L’humour et l’Église

Cela faisait longtemps que je n’étais pas allée au spectacle pour assister à un one man show. J’avais peur, un peu prosaïquement, que tout ait changé depuis trente-cinq ans. Peur que le son soit trop fort, peur de ne pas supporter l’ambiance. Peur des changements.

Est arrivé au hasard d’une après-midi de zappette l’interview d’un humoriste français qui s’amusait à parodier et caricaturer tendrement la Suisse. Il s’appelle David Castello-Lopes. Si vous avez l’occasion, il est vraiment facétieux et surprenant à écouter.

Cet humoriste est spirituel. Singulier que cet adjectif «spirituel» qualifie à la fois une chose divertissante et une chose relevant de l’esprit, autrement dit de la croyance ou de la foi. Dans nos cultes réformés, l’habitude n’est pas de faire rire l’assemblée.

Étonnamment l’hilarité serait reçue comme un écart, une perte de solennité et de respect envers l’Église. Cependant la Bible n’exclut pas l’humour. Et nombre de commentaires ont mis en exergue la présence de plaisanteries dans les livres bibliques. Tout est abordé lorsqu’il est question de foi. L’être humain et tous ses aspects sont traités dans la Bible. De sorte que l’humour a également sa place.

D’où viennent cette retenue et cet interdit de l’humour dans nos célébrations? Une vidéo avait circulé, créant le buzz, d’un prêtre jouant presque le clown lors d’une messe. Une levée d’indignation considérait que cela revenait à ne pas prendre au sérieux Dieu, l’Église et la foi.

«Les évènements qui nous touchent revêtent un visage et une saveur autre lorsqu’ils sont enluminés par la foi»

Il est vrai que l’humour face à une personne ayant reçu une mauvaise nouvelle quant à son diagnostic médical ou l’humour face à des endeuillés s’avérerait entièrement inconvenant. Tout ne serait-il pas avant tout question de mesure? J’ai entendu des veuves et des veufs glisser des traits d’humour dans les entretiens de préparation aux services funèbres. Vous connaissez sûrement des personnes atteintes de maux incurables qui badinent avec leur état de santé. Le problème ne tire-t-il pas sa source de nos conceptions sous-jacentes. Un culte, une messe est le lieu où l’on rencontre le Christ mort et ressuscité. Sa Passion, sa crucifixion ne doivent pas, à nos yeux, prêter à sourire. L’imminence de la mort ou le déchirement de la séparation définitive ne sont pas sujets non plus à la frivolité. Les choses de Dieu ne tolèrent aucune désinvolture, sous peine d’être taxées de dérisoire.

Mais une vie n’est-elle pas dérisoire au regard de sa fragilité et de sa brièveté ?
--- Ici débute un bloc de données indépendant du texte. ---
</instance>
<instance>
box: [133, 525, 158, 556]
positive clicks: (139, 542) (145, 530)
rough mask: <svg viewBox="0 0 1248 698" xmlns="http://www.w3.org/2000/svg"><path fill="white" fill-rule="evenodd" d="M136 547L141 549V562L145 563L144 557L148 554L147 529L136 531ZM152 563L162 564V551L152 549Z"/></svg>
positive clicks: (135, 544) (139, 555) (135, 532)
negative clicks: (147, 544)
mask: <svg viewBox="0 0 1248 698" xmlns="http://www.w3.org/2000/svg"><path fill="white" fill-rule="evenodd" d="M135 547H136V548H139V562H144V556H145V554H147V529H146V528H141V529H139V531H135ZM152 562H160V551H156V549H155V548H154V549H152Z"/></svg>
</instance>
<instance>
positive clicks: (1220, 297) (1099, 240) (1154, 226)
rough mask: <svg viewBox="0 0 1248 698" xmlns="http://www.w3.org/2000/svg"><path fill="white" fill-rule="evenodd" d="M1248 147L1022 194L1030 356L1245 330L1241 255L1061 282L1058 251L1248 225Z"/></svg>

Il me semble que la foi en Dieu est une lucide analyse de sa propre situation existentielle. Elle s’accompagne d’une espérance que malgré le caractère éphémère et négligeable de la vie, Dieu la magnifie et la rend incessible et unique. Le message évangélique appelle aussi à vivre pleinement libre sans l’entrave de la mortalité ou la peur de la décrépitude. Cette légèreté dans la vie devrait façonner des moments de joie où nos éclats de rire tiendraient la majeure partie de nos journées. De surcroît dans nos cultes et nos messes, lorsque nous célébrons la chance et le bonheur de connaître le contenu de ce message de libération.

Le spectacle de David Castello-Lopes a pour titre «Authenticité». Il nous transporte de manière irrésistiblement cocasse vers le rire et la détente en revisitant des épisodes personnels de son existence. La foi n’entreprend-elle pas d’accomplir le même chemin en nous? Les évènements qui nous touchent, fortunes et périls, revêtent un visage et une saveur autre lorsqu’ils sont enluminés par la foi. L’humoriste se moque de lui-même. Il fait preuve de finesse au sujet de situations jugées généralement malaisées. Le ressort de la foi en la vie, cadeau de Dieu, appelle à une mission analogue: goûter l’assurance de la grâce. Alors sourions!